TL;DR
- Crypto.com applied for a National Trust Bank Charter with the U.S. OCC.
- The goal is to offer federally regulated digital asset custody services for institutional clients.
- This move follows the strategy of Ripple and Circle to integrate with the traditional banking system.
Crypto.com is seeking deeper integration with the United States financial system. The popular cryptocurrency exchange filed a formal application for a National Trust Bank Charter with the Office of the Comptroller of the Currency (OCC). This is a definitive step that could transform Crypto.com into one of the first federally regulated crypto-asset custodians in the country.
The license would allow the firm to operate under a framework similar to national banks, offering essential custody and treasury services for institutional clients. This includes managing digital assets, exchange-traded funds (ETFs), and staking products across multiple blockchains, notably its own Cronos network.
CEO Kris Marszalek explained that the decision reflects a long-term strategy to align with traditional finance. “Building trust has always been at the heart of our mission,” he stated, underscoring the goal of making cryptocurrencies as reliable and transparent as the banking sector itself.
Currently, Crypto.com already operates the Crypto.com Custody Trust Company (CCTC) under New Hampshire state supervision. The new federal application will not replace this structure but rather complement it, allowing the company to operate simultaneously at the state and federal levels.

The Trend Toward Federal Legitimacy
Industry analysts point out that the reason Crypto.com is seeking a federal banking license goes beyond mere compliance: it is an attempt to future-proof the company while Washington debates the long-awaited crypto market structure bill.

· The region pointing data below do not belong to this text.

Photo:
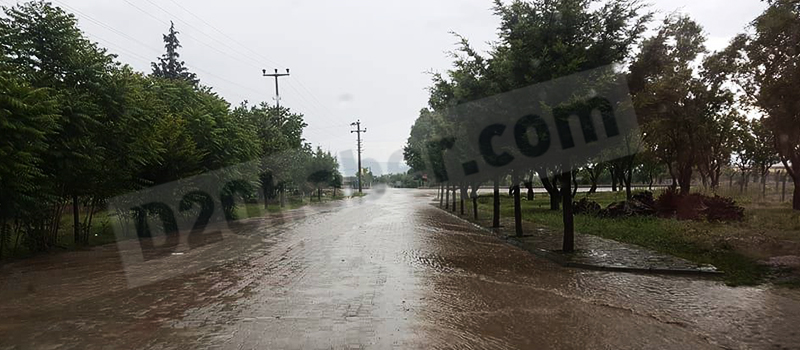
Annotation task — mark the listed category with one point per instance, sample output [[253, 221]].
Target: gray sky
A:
[[349, 60]]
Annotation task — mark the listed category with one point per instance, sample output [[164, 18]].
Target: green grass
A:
[[102, 231], [701, 242]]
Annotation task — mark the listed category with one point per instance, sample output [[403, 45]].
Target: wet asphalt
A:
[[385, 271]]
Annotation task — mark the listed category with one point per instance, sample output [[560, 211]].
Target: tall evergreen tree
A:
[[169, 65]]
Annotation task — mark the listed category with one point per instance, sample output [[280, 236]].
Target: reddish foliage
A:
[[696, 206]]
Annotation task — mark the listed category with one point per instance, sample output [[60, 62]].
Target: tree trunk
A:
[[685, 180], [783, 191], [454, 198], [796, 197], [569, 220], [552, 190], [266, 197], [2, 237], [461, 198], [446, 197], [76, 219], [475, 206], [517, 211], [628, 190], [529, 186], [496, 204]]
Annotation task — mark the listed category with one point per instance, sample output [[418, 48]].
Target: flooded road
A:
[[384, 271]]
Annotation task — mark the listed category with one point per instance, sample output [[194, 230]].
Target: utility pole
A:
[[276, 75], [358, 131]]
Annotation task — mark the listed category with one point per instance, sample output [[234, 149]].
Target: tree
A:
[[763, 151], [27, 118], [676, 103], [769, 72], [322, 170], [43, 45], [169, 65]]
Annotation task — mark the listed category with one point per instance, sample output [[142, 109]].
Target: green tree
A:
[[769, 72], [169, 65], [27, 118]]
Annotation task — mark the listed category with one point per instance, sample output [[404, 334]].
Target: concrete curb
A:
[[561, 260]]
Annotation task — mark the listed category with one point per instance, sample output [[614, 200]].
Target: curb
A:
[[560, 260]]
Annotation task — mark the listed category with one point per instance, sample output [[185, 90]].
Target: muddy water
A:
[[384, 271]]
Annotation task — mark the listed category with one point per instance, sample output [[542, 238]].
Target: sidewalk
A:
[[592, 252]]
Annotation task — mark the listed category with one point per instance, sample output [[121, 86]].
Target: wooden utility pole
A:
[[276, 75], [358, 131]]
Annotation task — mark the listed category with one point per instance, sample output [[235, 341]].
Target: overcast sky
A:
[[349, 60]]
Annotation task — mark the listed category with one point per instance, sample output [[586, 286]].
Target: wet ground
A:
[[384, 271]]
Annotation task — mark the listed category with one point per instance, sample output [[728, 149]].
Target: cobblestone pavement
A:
[[384, 271]]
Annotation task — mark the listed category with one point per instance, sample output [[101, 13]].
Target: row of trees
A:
[[690, 103], [78, 127]]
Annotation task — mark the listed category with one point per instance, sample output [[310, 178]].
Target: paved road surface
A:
[[385, 271]]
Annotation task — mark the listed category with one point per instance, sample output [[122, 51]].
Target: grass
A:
[[728, 246], [102, 231]]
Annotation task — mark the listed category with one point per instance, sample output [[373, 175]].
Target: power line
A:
[[311, 94], [276, 75], [358, 131]]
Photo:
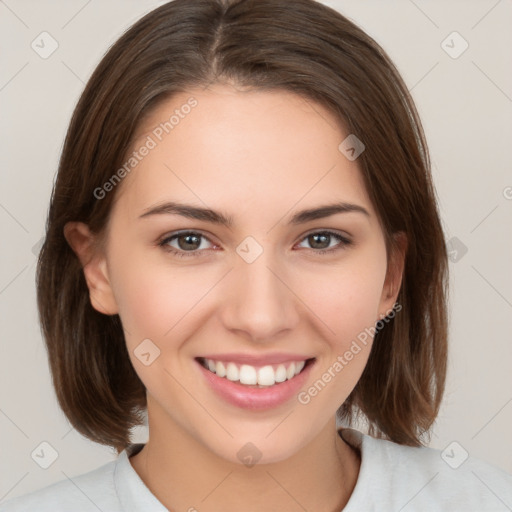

Crypto.com is not alone in this race. Both Ripple and Circle, major players in cross-border payments and stablecoins, have applied for similar federal charters. Coinbase has also started down this path, signaling a broad trend toward regulatory normalization. These firms recognize that the next era of growth will depend on regulatory adoption, not avoidance.
If approved, Crypto.com could offer federally-backed custody, something highly sought after by pension funds, corporate treasuries, and ETF issuers, who are wary of the current fragmented state-by-state oversight.
This effort also reflects a political shift, where regulators seem more willing to integrate digital assets into existing banking laws. Crypto.com’s application, although it will take months to process, demonstrates its clear intention to evolve from a simple exchange into a fully-fledged financial institution.